The park concept—developed with input gathered through public surveys and a master‑planning process supported by Brownfield grant funding—calls for amenities aimed at older youths as well as families, including a skate park, rock‑climbing features, a perimeter walking path, picnic shelter, public restrooms and a spray pad. "It's about 4 acres, but we can do some exciting things there," Krulek said.

Why it matters: the parcel sits on the west side of town where residents have had limited nearby city‑run park access. City officials said the site is not suited for residential redevelopment without extensive soil removal because earlier industrial uses left oil, gasoline and asphalt contaminants in the soil; however, Krulek said the site can be capped and used safely for park or paved features. "The soil could be capped, say, with a parking lot or a skate park even, and contained in that fashion," he said.

How the project is proceeding: the city is using a build‑operate‑transfer (BOT) delivery model to assemble design, construction and financing expertise. Krulek said the city issued a request for proposals and qualifications, received six responses and plans to interview every respondent. "We got 6 different proposals from 6 different teams," he said. After interviews the selected team will enter a scoping period to finalize design details and produce a guaranteed maximum price contract the city can accept or revisit.

Timeline and next steps: Krulek said the scoping period is expected to begin around March 2026, with construction starting toward the end of summer, continuing through winter, and work wrapping up the following spring. "We can start that process and deliver a park probably around the time of like Memorial Day weekend 2027," he said. The selection committee will complete interviews and the city will move into the scoping phase before any construction contract is finalized.
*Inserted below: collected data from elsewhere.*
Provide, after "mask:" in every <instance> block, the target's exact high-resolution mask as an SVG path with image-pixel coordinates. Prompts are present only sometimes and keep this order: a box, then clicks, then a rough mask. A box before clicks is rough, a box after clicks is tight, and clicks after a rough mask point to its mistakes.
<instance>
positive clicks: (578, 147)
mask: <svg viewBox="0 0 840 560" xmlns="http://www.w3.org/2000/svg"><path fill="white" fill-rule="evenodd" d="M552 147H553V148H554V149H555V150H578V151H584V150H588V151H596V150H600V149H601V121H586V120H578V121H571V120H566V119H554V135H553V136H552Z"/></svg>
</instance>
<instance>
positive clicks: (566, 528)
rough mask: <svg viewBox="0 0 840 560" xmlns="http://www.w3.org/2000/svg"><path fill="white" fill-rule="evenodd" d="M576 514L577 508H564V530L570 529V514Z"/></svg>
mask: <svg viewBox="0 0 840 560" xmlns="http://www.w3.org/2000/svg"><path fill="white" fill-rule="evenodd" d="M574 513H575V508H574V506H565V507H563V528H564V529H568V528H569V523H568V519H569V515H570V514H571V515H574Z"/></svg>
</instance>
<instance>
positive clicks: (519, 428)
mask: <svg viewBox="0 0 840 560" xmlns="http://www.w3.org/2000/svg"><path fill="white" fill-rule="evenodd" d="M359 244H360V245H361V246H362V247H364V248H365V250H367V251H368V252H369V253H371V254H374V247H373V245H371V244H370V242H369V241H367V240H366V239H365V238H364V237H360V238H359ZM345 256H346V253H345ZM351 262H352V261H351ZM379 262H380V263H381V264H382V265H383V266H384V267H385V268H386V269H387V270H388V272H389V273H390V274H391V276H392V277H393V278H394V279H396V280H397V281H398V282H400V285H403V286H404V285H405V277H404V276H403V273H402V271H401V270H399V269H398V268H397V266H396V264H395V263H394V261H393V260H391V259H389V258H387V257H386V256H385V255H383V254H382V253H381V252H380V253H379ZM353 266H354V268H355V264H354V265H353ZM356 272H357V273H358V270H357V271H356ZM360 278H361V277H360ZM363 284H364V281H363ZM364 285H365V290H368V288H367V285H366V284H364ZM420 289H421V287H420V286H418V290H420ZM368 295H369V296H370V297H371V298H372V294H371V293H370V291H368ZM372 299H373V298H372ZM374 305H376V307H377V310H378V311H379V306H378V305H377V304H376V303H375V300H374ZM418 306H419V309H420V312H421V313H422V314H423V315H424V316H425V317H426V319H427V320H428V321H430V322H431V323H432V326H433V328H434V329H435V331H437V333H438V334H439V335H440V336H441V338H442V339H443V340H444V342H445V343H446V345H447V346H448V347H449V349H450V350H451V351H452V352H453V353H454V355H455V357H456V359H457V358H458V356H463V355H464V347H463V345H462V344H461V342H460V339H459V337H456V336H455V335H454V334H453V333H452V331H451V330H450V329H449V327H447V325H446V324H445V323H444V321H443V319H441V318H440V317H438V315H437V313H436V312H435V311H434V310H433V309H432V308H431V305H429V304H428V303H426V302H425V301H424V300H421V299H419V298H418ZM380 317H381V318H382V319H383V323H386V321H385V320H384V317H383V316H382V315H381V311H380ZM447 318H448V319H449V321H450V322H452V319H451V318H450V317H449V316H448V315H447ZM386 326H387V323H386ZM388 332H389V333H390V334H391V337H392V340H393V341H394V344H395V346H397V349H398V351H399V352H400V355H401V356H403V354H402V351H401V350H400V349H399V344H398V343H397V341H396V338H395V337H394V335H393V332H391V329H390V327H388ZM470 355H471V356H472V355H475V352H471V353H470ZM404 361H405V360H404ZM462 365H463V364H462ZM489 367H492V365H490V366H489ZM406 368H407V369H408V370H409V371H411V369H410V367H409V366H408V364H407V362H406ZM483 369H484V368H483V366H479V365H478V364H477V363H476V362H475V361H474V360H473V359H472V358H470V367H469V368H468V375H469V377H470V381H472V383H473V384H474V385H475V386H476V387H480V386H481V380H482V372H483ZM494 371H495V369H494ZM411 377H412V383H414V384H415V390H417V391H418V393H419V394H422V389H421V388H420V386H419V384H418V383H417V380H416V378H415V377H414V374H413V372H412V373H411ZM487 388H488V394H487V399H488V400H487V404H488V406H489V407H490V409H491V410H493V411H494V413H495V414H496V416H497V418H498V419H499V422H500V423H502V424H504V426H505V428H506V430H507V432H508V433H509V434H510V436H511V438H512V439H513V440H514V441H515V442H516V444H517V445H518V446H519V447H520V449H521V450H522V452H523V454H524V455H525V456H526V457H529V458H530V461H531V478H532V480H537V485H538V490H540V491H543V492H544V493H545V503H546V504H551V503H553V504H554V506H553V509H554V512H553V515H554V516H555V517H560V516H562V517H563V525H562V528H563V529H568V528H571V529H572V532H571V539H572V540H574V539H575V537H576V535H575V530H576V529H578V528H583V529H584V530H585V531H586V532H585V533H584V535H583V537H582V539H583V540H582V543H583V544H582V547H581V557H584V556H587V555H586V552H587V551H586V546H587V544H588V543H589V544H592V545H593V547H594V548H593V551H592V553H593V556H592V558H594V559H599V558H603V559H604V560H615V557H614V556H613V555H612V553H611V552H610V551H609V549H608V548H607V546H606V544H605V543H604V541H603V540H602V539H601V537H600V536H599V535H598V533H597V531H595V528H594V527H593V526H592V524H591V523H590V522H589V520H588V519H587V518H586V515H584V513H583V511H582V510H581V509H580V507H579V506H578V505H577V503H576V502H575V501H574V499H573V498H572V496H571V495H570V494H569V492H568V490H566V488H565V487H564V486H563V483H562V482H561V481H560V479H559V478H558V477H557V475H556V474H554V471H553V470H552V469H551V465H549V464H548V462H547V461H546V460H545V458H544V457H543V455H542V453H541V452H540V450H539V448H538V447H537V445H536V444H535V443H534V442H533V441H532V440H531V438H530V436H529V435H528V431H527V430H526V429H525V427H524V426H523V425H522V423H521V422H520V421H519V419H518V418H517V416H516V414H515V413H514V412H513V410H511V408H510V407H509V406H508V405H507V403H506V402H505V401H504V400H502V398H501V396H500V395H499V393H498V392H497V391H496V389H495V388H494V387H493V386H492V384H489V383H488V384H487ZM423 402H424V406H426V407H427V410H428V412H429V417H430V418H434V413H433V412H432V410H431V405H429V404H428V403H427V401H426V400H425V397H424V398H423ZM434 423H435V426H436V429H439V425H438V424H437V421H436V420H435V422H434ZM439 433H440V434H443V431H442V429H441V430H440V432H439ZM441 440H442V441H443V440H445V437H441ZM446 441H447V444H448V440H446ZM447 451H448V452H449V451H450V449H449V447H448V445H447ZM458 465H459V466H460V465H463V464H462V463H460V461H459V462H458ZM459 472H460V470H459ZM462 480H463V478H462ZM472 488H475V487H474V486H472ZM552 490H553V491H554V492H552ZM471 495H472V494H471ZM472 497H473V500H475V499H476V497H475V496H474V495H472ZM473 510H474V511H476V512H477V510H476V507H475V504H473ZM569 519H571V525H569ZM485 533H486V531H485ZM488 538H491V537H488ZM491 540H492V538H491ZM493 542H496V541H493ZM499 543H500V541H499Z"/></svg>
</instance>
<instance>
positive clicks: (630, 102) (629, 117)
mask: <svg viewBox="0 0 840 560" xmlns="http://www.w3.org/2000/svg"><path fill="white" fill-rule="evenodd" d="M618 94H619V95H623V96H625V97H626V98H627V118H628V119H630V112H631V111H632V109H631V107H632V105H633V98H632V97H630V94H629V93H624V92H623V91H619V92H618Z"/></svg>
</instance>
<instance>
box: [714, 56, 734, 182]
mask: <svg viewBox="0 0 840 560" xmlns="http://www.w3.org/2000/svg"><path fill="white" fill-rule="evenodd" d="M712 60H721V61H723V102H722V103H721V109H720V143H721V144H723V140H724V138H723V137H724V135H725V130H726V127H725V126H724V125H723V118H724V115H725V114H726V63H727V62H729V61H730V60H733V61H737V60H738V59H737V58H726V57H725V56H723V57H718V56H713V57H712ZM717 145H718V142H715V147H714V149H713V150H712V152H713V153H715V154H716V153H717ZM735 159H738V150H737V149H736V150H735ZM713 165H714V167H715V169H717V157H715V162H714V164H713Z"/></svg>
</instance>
Funding and planning context: city staff credited the planning department and Brownfield grants—supported with consultant work from V3 Consulting—for covering assessment costs and for helping secure master‑planning funding. City officials emphasized the design reflects public input: Krulek said planners conducted outreach at community events and school games to solicit preferences for park features.

What remains unresolved: while city staff describe a clear procurement pathway, several administrative steps remain—interviews, finalizing a guaranteed maximum price and executing a contract—before work begins. Environmental mitigation choices (capping vs. soil removal) and final design details will be decided during the scoping phase.

The podcast episode closed with mutual optimism about the schedule and a reminder that the city will proceed through interviews and scoping before construction begins.